HMRC and Data Protection

Well, a branch of the UK government has shown it can’t look after personal data of it’s citizens.  Firstly, why haven’t HMRC been prosecuted under the Data Protection Act – after all, they clearly didn’t take steps to protect personal data – specifically, sending 2 CD’s (yes, ordinary CD’s) with the personal data of every parent and child in the UK via an un-recording delivery service run by a 3rd party company, without taking any basic data security precautions at all.

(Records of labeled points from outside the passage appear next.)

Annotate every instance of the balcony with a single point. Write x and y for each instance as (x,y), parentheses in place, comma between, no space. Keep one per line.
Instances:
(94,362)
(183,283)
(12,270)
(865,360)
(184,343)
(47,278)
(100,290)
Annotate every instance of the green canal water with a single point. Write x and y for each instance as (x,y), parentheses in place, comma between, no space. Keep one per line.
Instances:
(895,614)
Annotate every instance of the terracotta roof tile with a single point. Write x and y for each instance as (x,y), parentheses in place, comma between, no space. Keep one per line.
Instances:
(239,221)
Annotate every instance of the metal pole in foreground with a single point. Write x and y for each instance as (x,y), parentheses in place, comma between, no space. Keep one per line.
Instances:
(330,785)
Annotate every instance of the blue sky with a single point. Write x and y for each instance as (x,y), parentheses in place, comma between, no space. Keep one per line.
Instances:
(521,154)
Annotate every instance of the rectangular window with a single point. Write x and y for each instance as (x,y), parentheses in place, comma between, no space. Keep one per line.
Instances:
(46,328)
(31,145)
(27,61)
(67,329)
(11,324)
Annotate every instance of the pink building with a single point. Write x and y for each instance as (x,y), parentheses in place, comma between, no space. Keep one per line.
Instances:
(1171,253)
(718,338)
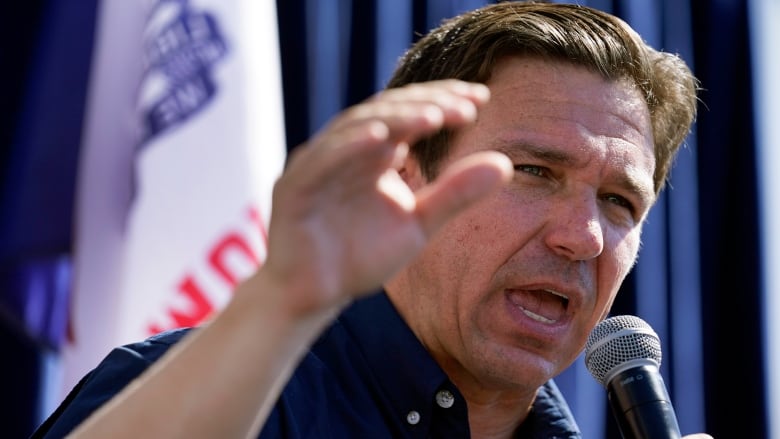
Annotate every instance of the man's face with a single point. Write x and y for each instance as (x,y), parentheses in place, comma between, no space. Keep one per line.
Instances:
(506,293)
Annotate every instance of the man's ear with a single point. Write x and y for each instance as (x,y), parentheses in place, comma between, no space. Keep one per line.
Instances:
(411,173)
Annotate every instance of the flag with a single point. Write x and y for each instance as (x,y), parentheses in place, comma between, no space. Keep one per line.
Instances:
(184,138)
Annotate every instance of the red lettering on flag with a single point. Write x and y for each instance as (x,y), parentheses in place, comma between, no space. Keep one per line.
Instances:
(201,307)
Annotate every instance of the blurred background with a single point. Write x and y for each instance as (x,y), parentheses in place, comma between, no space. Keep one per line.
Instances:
(139,142)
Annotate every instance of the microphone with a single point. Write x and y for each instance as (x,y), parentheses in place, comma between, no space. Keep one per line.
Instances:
(623,353)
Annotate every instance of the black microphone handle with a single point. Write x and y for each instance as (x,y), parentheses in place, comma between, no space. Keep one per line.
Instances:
(641,404)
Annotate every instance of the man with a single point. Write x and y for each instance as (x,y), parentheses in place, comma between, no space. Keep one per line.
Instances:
(541,136)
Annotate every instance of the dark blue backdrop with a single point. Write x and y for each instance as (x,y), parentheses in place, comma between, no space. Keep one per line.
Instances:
(697,282)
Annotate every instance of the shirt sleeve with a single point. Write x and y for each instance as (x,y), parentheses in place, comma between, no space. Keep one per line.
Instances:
(121,366)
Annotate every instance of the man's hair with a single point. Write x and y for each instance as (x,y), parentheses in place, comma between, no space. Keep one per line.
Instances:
(468,46)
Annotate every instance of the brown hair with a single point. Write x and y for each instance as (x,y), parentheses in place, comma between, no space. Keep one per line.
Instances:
(467,47)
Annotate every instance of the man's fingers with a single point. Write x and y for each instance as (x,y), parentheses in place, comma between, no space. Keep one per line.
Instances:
(463,183)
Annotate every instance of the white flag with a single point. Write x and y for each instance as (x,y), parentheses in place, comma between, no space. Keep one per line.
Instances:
(184,138)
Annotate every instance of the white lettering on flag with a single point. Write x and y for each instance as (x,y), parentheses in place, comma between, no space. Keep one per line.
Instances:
(184,138)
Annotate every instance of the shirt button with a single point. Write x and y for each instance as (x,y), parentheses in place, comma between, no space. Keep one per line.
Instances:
(445,399)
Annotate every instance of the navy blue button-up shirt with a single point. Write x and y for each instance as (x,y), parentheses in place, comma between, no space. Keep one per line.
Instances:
(367,376)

There needs to be a public enquiry which will answer the following questions:

  • Who was responsible for this gross act of negligence, and when will they lose their job?
  • Why does a government department post CD’s of data from one office to another – is their IT network not up to the job of transferring it securely?
  • Why, if the government needs to send information by disc, is the data not encrypted?
  • Can the government be trusted with any personal data of it’s citizens (I’m thinking passport records etc)?
  • When will the government be scrapping the proposed ID card and vehicle tracaking schemes (or “Road Charging” as they call it) – as clearly our data isn’t safe with them
  • When will HMRC be prosecuted under Data Protection laws?

If your bank screwed up in such a massive fashion, most people would vote with their feet and take their business elsewhere – as we can’t do that with our incompetent government, lets have a general election now, and show them what we think of them.